1

Лето заканчивалось. Еще неделя — и с полей будет все убрано. На лесных опушках нет-нет, да и проглянет покрасневший лист клена — предвестник близкой осени. Скоро начнутся заморозки, и вся листва пожелтеет и пожухнет. А там уже и снега жди…

Пока что, однако, солнце пригревало. Солей Сир, помахивая пустой корзиной, в которой она относила обед отцу с братьями, замедлила шаг: как приятно прикосновение ласковых лучей!

Вообще-то, надо было бы поспешить. Еще с ужином нужно матери помочь. Но та всегда ее все торопит, торопит, а ведь ей просто необходимо когда-то остаться наедине с собой. В такой большой семье, как у них, не так-то легко сосредоточиться на чем-то своем, личном, подумать, поразмышлять.

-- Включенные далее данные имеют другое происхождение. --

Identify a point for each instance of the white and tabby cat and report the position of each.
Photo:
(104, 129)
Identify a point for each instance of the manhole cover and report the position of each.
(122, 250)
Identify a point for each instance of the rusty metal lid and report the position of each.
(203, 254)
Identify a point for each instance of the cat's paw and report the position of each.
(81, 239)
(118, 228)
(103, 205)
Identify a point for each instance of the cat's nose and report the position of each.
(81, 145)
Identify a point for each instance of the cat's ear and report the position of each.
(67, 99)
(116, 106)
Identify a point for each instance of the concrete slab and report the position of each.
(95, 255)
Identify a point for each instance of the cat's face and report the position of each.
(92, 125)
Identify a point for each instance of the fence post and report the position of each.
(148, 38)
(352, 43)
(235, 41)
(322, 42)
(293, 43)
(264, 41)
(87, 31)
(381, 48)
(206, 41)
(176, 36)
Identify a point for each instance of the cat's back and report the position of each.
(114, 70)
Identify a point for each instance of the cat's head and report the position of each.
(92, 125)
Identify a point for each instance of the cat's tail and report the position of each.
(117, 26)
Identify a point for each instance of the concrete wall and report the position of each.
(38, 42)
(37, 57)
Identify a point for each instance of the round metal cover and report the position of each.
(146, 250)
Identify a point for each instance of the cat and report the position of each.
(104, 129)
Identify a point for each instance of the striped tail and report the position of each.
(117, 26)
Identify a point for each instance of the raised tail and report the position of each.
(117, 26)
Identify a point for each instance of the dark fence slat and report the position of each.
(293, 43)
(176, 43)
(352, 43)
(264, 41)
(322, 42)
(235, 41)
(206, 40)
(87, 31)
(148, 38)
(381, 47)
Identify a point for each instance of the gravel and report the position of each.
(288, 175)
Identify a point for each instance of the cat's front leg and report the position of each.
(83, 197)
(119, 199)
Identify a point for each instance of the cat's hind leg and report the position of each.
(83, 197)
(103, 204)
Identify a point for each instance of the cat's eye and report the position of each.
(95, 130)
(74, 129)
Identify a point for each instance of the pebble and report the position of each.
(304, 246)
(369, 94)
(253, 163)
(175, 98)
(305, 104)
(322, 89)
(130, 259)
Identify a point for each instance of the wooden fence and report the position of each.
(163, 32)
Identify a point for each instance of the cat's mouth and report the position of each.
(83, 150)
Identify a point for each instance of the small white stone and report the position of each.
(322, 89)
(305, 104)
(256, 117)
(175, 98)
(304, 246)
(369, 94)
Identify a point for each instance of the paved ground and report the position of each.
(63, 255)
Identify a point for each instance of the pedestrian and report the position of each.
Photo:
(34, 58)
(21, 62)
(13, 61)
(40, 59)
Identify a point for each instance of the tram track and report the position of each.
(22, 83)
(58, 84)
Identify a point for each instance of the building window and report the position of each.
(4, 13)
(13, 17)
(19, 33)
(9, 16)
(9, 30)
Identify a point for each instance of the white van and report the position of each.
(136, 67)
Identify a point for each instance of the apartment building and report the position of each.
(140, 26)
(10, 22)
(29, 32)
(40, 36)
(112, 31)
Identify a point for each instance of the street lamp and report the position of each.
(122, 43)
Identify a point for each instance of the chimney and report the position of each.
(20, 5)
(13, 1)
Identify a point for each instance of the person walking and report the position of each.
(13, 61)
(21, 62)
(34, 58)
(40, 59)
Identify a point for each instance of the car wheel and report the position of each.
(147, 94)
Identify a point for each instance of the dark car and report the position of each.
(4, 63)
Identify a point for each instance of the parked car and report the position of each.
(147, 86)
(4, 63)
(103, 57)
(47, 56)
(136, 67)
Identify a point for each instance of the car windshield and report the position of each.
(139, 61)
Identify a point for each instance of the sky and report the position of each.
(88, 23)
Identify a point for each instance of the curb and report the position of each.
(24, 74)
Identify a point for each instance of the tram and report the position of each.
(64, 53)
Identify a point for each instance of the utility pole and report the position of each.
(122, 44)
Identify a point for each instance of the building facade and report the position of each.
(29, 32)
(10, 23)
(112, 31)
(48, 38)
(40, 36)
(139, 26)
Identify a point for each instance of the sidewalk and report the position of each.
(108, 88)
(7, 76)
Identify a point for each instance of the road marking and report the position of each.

А подумать есть о чем. Ей пятнадцать с половиной, большинство сверстниц уже замужем, вот только еще Селест Дюбеи осталась, но она на полгода моложе. Уже начались всякие шуточки по адресу Солей: чего, мол, она ждет?

Солей и сама не знача. Ухажеров хватало, только в Гран-Пре их не меньше четырех. Да еще этот парень, Гарно его фамилия, из Бобассена, который протанцевал с ней чуть не до утра на свадьбе у Агаты, да еще тот, из Аннаполис-Руаяль, как его там, уже забыла. Впрочем, он-то уж Солей никак не подходит: зачем ей нужен мужчина, который пить не умеет?

По правде говоря, никто ей не нужен. Ей и так вполне хорошо, в своей семье. Нет, конечно, было бы здорово влюбиться без памяти, встретить такого красивого, сильного, смелого, чтобы не раздумывая, как в омут… Беда в том, что в Гран-Пре таких что-то не видно, а отсюда она вряд ли когда-нибудь выберется. Не знаешь, что и делать. Ведь если она не найдет себе парня по вкусу, родители сами подберут ей жениха, который понравится им, а не ей.

— Солей! Подожди!

Она повернулась на знакомый голос, остановилась. Ее догонял старший брат, Луи.

Его Солей любила больше других, и он ее тоже. Когда она родилась, ему было десять, мать тогда едва не померла, долго болела, и именно Луи ухаживал за сестренкой: кормил из рожка, менял пеленки, учил ходить, оберегал от опасностей. Если у кого она и попросит совета, так это, конечно, у него, у Луи.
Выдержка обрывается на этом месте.